Blumenauense é eleito melhor diretor em festival internacional de cinema nos Estados Unidos

Jonas Serpa Souza conquista prêmio no NFFTY, considerado uma das principais portas de entrada para jovens cineastas no mundo.

Foto: Matt Berrett / divulgação

Em meio aos aplausos de um dos maiores festivais do mundo voltados a novos cineastas, um nome de Blumenau ganhou destaque internacional. Jonas (João Vinicius) Serpa Souza foi eleito melhor diretor no NFFTY (National Film Festival for Talented Youth), realizado em Seattle, nos Estados Unidos, marcando sua estreia no evento com uma conquista expressiva.

O NFFTY, que chegou à sua 19ª edição entre os dias 26 e 29 de março de 2026, é reconhecido como o maior festival global dedicado a realizadores com até 23 anos. Para muitos jovens, funciona como uma vitrine decisiva, equivalente ao que eventos como Cannes e Sundance representam para o cinema profissional.

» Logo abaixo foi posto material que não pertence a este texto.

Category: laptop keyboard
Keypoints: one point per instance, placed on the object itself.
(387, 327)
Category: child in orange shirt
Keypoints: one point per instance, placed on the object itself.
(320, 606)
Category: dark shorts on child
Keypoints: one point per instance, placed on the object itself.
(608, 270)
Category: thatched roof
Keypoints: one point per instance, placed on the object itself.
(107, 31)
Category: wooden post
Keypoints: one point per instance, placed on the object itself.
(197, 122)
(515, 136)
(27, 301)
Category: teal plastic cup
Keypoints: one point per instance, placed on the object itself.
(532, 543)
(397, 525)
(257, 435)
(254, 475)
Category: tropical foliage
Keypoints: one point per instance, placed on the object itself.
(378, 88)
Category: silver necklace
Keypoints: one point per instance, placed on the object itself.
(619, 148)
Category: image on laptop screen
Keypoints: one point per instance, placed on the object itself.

O prêmio veio com o curta-metragem Soldiers, dirigido por Jonas, e foi concedido por um júri técnico, que avaliou o conjunto da obra. A escolha leva em conta elementos como direção de elenco, ritmo narrativo, edição, fotografia e coerência estética — um reconhecimento amplo sobre a condução do projeto.

Ryan Dombrowski (Produtor), ao lado dos sócios da Bicho Productions: Rebecca Rhodes, Jonas Serpa Souza e Genna Roth | Foto: divulgação

Mais do que um troféu, a premiação sinaliza o potencial do cineasta em um cenário competitivo e aponta para uma trajetória que começa a ganhar forma no circuito internacional. A produtora responsável pelo filme é a Bicho Productions, em que Jonas (escritor, diretor e editor) é sócio de Rebecca Rhodes (produtora criativa e diretora) e Genna Roth (diretora de fotografia e colorista).

 

Genna Roth e Jonas Serpa Souza nos bastidores | Foto: Chris Kostopolous

“Foi nosso primeiro festival […] Quando a gente fez o Soldiers, parecia uma ideia maluca.”

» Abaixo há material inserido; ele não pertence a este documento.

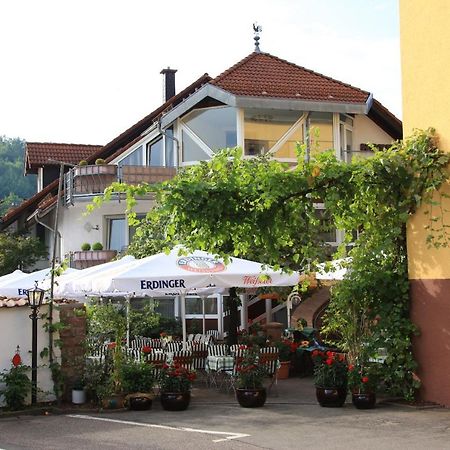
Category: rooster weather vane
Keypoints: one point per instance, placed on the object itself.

Em áudio enviado ao OBlumenauense na manhã desta sexta-feira (3), Jonas contou a experiência com entusiasmo. “Foi nosso primeiro festival, a primeira vez que enviamos Soldiers e também a primeira resposta que recebemos — e foi uma experiência sem igual. Quando criamos o filme, parecia uma ideia maluca: eu e um grupo de americanos produzindo uma história sobre o Brasil, abordando um momento importante da nossa história, mas que não se passa no país onde nasci e nem nos Estados Unidos”.

O diretor destacou que, pela complexidade do tema abordado, havia certa apreensão sobre a forma como seria recebido: “A gente arriscou bastante. É uma obra que trata de homossexualidade, violência, sexo, revolução e descobrimento — temas que sempre fizeram sentido para mim como criador, mas que inevitavelmente trazem aquele receio.”

Foto: Chris Kostopolous

Jonas disse que ver a reação do público foi o ponto alto, antes mesmo do prêmio. “Nós estávamos em uma sala cheia, com o público reagindo, batendo palmas, rindo quando precisava e se chocando nos momentos certos. Acima de tudo, foi uma baita experiência estar eu, a Genna e a Rebecca juntos, representando nossa produtora — cujo objetivo é fazer filmes diferentes, que não se encaixam e que vêm de outros lugares.”

Sobre o prêmio de melhor diretor, ele admitiu que não esperava. “Estava com a minha camisa do Brasil de 2013, da Copa das Confederações, porque achei que não ia ganhar nada. Quando apareceu o nosso nome na tela, eu apaguei completamente.”

Para ele o prêmio de direção é, na prática, um reconhecimento de visão: “Ter a nossa [visão] reconhecida é muito encorajador. Porque é diferente, é brasileira. De alguém que vive como imigrante. Eu cresci ouvindo que não se fazia cinema no Brasil, que era preciso ir para os Estados Unidos para aprender. E, chegando aqui, entendi que ser do Brasil e valorizar o nosso cinema é justamente o que me diferencia”.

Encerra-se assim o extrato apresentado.